No más preámbulos, diré que la puerta abierta para este entrañable retorno al pasado ha sido un cuadro, sí una pintura que hace poco y por casualidad vi colgada en una galería de arte contemporáneo.

El motivo: un paisaje, un panorama bucólico en el que aparecía un valle -probablemente en primavera- con cereales, algún árbol, amapolas y demás aditamentos que suelen adornar aquéllos. Una vista común y al alcance de cualquier lugar del mundo.

Durante aquellos quince días, o mejor diez que en realidad eran los lectivos, en un recodo del jardín y sospecho que a cobijo de pelmazos, coincidí con un pintor que, ante su lienzo sobre el caballete, observaba el Amblés -cuando por entonces la visión desde el parque hacia el sur era la práctica nada-. Artista digo, que en calma y como si el tiempo no pasara, igual que si fuera el último hombre sobre la tierra, ajeno a todo se afanaba en su incomparable tarea creativa.

Desde el primer día en que me crucé con él y hasta el último en que por la razón que fuere deambulé a tan intempestivas horas a través de aquél idílico lugar, no dejé uno sólo de pararme a su vera y contemplar durante un rato el progreso de su obra.

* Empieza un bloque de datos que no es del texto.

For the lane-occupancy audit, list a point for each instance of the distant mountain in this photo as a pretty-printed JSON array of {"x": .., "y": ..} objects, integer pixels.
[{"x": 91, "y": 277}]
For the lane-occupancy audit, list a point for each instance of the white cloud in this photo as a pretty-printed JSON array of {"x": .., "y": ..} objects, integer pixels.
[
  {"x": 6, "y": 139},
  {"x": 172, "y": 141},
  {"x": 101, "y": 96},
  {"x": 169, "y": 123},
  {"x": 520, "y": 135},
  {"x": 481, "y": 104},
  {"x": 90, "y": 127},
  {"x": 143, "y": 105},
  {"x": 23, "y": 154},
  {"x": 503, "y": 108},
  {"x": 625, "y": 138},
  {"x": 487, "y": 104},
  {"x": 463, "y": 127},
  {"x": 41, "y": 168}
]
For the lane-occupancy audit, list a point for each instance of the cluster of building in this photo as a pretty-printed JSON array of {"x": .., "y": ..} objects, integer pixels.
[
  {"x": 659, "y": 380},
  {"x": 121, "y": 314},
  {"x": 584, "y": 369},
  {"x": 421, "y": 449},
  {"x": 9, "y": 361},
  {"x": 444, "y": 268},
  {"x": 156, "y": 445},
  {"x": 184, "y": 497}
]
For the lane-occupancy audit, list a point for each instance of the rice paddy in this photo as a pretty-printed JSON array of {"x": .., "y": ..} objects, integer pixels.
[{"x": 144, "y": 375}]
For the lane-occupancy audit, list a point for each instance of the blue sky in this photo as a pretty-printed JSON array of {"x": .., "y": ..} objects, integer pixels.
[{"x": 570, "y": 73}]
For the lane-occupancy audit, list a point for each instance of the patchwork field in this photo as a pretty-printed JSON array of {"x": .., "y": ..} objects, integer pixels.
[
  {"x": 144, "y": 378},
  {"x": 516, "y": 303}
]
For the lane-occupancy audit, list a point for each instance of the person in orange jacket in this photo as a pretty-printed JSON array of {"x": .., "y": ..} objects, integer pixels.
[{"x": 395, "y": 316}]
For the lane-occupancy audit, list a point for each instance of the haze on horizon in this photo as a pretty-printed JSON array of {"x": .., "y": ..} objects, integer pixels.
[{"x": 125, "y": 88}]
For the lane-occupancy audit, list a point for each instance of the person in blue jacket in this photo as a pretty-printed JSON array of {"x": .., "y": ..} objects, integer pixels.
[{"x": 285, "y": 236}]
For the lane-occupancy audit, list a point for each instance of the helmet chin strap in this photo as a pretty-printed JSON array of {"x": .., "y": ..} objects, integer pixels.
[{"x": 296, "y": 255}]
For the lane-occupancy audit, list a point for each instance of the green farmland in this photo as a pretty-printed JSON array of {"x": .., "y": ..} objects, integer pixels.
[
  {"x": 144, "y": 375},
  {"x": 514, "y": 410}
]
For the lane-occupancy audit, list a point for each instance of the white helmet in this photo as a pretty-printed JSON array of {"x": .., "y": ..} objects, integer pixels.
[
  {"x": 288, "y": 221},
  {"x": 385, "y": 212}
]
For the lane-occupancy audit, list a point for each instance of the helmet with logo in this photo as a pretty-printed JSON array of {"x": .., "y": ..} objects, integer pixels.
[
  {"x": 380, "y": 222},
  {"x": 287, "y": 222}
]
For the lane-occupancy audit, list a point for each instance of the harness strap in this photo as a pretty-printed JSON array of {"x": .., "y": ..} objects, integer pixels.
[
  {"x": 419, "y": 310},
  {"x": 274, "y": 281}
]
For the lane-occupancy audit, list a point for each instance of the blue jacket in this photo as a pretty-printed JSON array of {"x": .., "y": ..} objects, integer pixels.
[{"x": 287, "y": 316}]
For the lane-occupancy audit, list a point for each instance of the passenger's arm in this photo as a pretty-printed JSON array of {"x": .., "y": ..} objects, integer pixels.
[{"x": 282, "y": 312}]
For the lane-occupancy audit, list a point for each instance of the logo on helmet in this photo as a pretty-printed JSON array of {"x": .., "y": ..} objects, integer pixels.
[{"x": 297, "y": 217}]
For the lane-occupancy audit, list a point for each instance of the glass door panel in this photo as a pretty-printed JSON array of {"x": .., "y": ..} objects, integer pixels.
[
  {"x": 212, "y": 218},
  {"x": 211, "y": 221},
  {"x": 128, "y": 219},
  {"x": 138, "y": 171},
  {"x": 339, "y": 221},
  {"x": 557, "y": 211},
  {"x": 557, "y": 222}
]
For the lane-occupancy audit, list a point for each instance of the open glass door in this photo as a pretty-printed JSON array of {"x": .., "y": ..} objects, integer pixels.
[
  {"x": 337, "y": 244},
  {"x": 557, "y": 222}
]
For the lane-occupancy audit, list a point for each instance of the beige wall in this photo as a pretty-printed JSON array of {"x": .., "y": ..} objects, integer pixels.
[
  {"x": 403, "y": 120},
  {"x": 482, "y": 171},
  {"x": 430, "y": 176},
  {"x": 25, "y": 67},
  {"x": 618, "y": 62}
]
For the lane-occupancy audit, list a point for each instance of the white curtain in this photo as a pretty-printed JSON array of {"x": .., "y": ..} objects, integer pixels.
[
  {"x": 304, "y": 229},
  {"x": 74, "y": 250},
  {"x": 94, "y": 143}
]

Apenas cruzaba dos palabras de saludo con aquel hombre grande -a mí así me lo parecía- y seguro que, no me pregunten porqué, también gran hombre de larga melena y barba asimismo blanca, ataviado de blusón que en su día fuera negro salpicado por gotas que formaban un arco iris en pasta multicolor. En silencio, imperturbable, bañado todo él por esa increíble luz del amanecer abulense, aquel individuo continuaba dando forma a su creación.

Un día deje de pasar por allí tan temprano, lo haría mas tarde y él ya no estaba -pudo terminar su trabajo y no volver- lo cierto es que jamás lo volví a ver, nunca supe su nombre, tampoco conocí su obra más allá de aquella tela que día a día vi tomar forma y color, crecer en fin, no obstante a pesar de los años trascurridos no he olvidado la pintura ni el autor.

Pues bien, ese mismo paisaje es el que días atrás, en calma, tranquilo como aquel enorme y puede que bohemio artista, he vuelto a contemplar. Lo curioso es que el motivo había cambiado, o al menos lo que yo veía: al fondo el valle, más atrás el caballete y en primerisimo plano, casi saliendo del cuadro, el artista con un blusón que quería ser negro y a su lado, también de espaldas y con su inseparable mochila al hombro, un niño de pelo rubio que absorto mira el lienzo.